Messages are <Key, Value> pairs of binary data
our data model is as follows.
messages have keys that connect them logically.
they internally have information of the whole logical entity
- message part e.g: 1 of 3
- totalmessages [the number of messages that make up the whole entity]
A low level Kafka Streams API is used to aggregate the messages using a persisted (log backed - resilient) State Store.
The transformer collects the parts and if all present, emits the aggregated message and cleans the State Store.
A process is scheduled at Wall Clock time Intervals to check if incomplete messages exist in the State Store and expires them writing a Aggregation Message with an error to the downstream.

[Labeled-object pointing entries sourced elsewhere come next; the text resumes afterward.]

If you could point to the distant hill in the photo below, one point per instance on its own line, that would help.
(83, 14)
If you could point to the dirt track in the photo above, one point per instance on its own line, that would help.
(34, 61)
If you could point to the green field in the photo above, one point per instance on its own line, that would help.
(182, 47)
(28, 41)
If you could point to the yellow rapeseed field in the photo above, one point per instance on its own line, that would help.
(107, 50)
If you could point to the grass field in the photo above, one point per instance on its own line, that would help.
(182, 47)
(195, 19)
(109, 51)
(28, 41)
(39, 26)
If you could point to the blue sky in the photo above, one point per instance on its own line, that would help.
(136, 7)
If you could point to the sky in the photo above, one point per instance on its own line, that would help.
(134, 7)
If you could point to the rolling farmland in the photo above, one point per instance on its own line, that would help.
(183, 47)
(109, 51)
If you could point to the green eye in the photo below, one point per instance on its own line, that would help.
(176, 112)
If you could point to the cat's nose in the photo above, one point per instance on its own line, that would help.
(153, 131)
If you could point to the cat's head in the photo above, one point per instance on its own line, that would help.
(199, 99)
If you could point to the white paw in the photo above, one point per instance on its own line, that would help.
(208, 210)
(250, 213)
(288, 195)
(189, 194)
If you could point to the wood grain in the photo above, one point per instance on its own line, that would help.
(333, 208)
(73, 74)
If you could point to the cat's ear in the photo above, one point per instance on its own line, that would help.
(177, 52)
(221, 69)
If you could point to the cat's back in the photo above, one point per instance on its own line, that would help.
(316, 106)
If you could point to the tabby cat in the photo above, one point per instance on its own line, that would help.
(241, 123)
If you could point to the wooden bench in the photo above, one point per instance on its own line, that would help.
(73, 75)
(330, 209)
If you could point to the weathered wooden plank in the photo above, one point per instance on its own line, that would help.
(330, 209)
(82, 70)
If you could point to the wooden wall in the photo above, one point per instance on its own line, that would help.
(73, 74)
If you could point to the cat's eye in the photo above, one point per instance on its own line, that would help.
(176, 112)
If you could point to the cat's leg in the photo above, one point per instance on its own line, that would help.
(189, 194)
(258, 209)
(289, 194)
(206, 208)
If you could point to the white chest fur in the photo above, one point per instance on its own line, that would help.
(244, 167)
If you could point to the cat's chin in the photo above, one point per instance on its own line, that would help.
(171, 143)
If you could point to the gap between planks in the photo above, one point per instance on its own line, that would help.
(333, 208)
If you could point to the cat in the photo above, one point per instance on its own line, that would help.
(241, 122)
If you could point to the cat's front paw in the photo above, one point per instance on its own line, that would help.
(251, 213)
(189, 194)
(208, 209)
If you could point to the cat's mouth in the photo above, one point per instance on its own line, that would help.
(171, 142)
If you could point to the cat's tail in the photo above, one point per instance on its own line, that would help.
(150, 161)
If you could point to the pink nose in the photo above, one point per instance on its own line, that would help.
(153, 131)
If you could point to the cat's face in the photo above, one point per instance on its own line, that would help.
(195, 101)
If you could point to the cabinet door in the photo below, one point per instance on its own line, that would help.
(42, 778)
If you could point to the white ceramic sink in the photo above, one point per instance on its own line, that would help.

- input m1...mn -> Ma (aggregated)
- input m1...m(n-1) -> Me (aggregated erroneous/incomplete after timeout)
public class OcrEventTransformer implements Transformer<String, OcrReadyEvent, KeyValue<String, OcrAggregatedEvent>> {
private ProcessorContext context;
private KeyValueStore<String, StoreItem> kvStore;
private String stateStoreName;
public OcrEventTransformer(String stateStoreName) {
this.stateStoreName = stateStoreName;
}
@Override
public void init(ProcessorContext context) {
this.context = context;
kvStore = (KeyValueStore) context.getStateStore(stateStoreName);
this.context.schedule(Duration.ofMillis(1000), PunctuationType.WALL_CLOCK_TIME, (timestamp) -> invalidateExpiredMessages());
}
@Override
public KeyValue<String, OcrAggregatedEvent> transform(String key, OcrReadyEvent event) {
try {
log.trace("transforming {} msg {} of {}", key, event.getPart(), event.getTotal());
StoreItem storeItem = this.kvStore.get(key);
if (storeItem == null) {
storeItem = new StoreItem(event);
} else {
storeItem.incrementAndGetCount();
storeItem.addEvent(event);
}
kvStore.put(key, storeItem);
if (storeItem.isComplete()) {
kvStore.delete(key);
return KeyValue.pair(key, storeItem.finalise());
}
} catch (Exception e) {
log.error("error in transformer");
e.printStackTrace();
}
return null;
}
private void invalidateExpiredMessages() {
try {
log.trace("invalidateExpiredMessages....");
KeyValueIterator<String, StoreItem> it = this.kvStore.all();
while (it.hasNext()) {
KeyValue<String, StoreItem> entry = it.next();
log.trace("entry key {}", entry.key);
if (entry.value.hasExpired()) {
log.trace("Invalidating message key: {} val {}", entry.key, entry.value);
String key = entry.key;
OcrAggregatedEvent event = entry.value.finalise("expired");
context.forward(key, event);
kvStore.delete(entry.key);
}
}
it.close();
context.commit();
} catch (Exception e) {
log.error("error in punctuator", e.getMessage());
}
}
@Override
public void close() {
}
}
public class CustomAggregator {
private static final String STATE_STORE_NAME = "ocr-store";
@Bean
public Function<KStream<String, OcrReadyEvent>, KStream<String, OcrReadyEvent>> customaggregator() {
return input ->
input
.transform((TransformerSupplier) () -> new OcrEventTransformer(STATE_STORE_NAME), Named.as("ocr-transformer"), STATE_STORE_NAME);
}
@Bean
public StoreBuilder mystore() {
return Stores.keyValueStoreBuilder(Stores.inMemoryKeyValueStore(STATE_STORE_NAME), new Serdes.StringSerde(), CustomSerdes.StoreItemSerde());
}
}
- Springboot
- Springcloud Kafka Streams
- Springcloud Kafka Streams Binder
- Embededkafka Integration Tests
- TopologyTestDriver Unit Tests that are faster and address every aspect of the custom stream processing.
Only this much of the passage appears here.